The SMR is a sea-change in (a) the responsibility and culpability of senior managers in those firms; including in HR and middle-office/IT departments and (b) the involvement of the FCA in their appointment and replacement.
We recall mentioning then that firms regulated solely by the FCA should expect that these rules would apply to them too at some point.
Wednesday night, as if confirmation was needed, Mark Carney (Governor of the Bank of England) announced in his Mansion House speech that, as a result of the FEMR, the SMR should apply to all participants in the wholesale FICC markets. And if it applies to the FICC markets, why not just change the entire FCA rulebook, enhancing the changes made or proposed as a result of CRD IV?

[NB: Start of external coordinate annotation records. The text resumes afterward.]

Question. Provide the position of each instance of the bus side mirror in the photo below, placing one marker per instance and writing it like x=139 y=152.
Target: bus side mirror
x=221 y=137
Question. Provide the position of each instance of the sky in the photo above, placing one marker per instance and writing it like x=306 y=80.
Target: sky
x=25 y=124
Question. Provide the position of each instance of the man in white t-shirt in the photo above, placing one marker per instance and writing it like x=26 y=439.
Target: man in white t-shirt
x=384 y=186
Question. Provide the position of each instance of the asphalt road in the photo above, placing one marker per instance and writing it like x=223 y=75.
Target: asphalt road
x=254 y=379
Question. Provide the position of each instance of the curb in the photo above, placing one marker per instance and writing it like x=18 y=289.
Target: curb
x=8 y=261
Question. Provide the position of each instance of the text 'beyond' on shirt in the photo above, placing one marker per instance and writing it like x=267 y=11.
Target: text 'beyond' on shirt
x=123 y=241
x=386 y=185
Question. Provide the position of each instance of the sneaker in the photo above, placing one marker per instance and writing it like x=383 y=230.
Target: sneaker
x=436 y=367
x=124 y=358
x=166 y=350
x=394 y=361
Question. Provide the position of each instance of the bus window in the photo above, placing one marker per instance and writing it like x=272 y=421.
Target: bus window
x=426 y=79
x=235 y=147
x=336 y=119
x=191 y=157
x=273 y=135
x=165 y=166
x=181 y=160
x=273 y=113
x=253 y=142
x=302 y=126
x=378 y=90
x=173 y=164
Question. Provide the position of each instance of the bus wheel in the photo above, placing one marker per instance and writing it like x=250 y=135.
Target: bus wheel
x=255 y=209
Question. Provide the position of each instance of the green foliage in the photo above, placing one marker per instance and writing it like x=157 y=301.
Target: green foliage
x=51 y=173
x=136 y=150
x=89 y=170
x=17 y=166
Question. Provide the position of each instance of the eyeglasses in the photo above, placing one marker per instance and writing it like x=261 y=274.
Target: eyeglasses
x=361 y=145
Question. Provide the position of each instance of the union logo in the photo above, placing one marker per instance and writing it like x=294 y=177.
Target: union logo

We are aware that a lot of PRA-regulated firms have considered the SMR already, at least in terms of staff contracts of employment, duties and responsibilities. Sole-regulated FCA firms should now do the same and think about the impacts SMR will have on relationships with their employees going forward.
And while we are here … we also mentioned in the past that the FEMR focused on the role of the vendors in shaping and redefining the operation of the markets and that regulators should work directly with them to do so. I am looking forward to seeing how unregulated vendors’ relationships with the UK regulators develops.
Let’s regain our ‘social licence’ (© M. Carney 2015).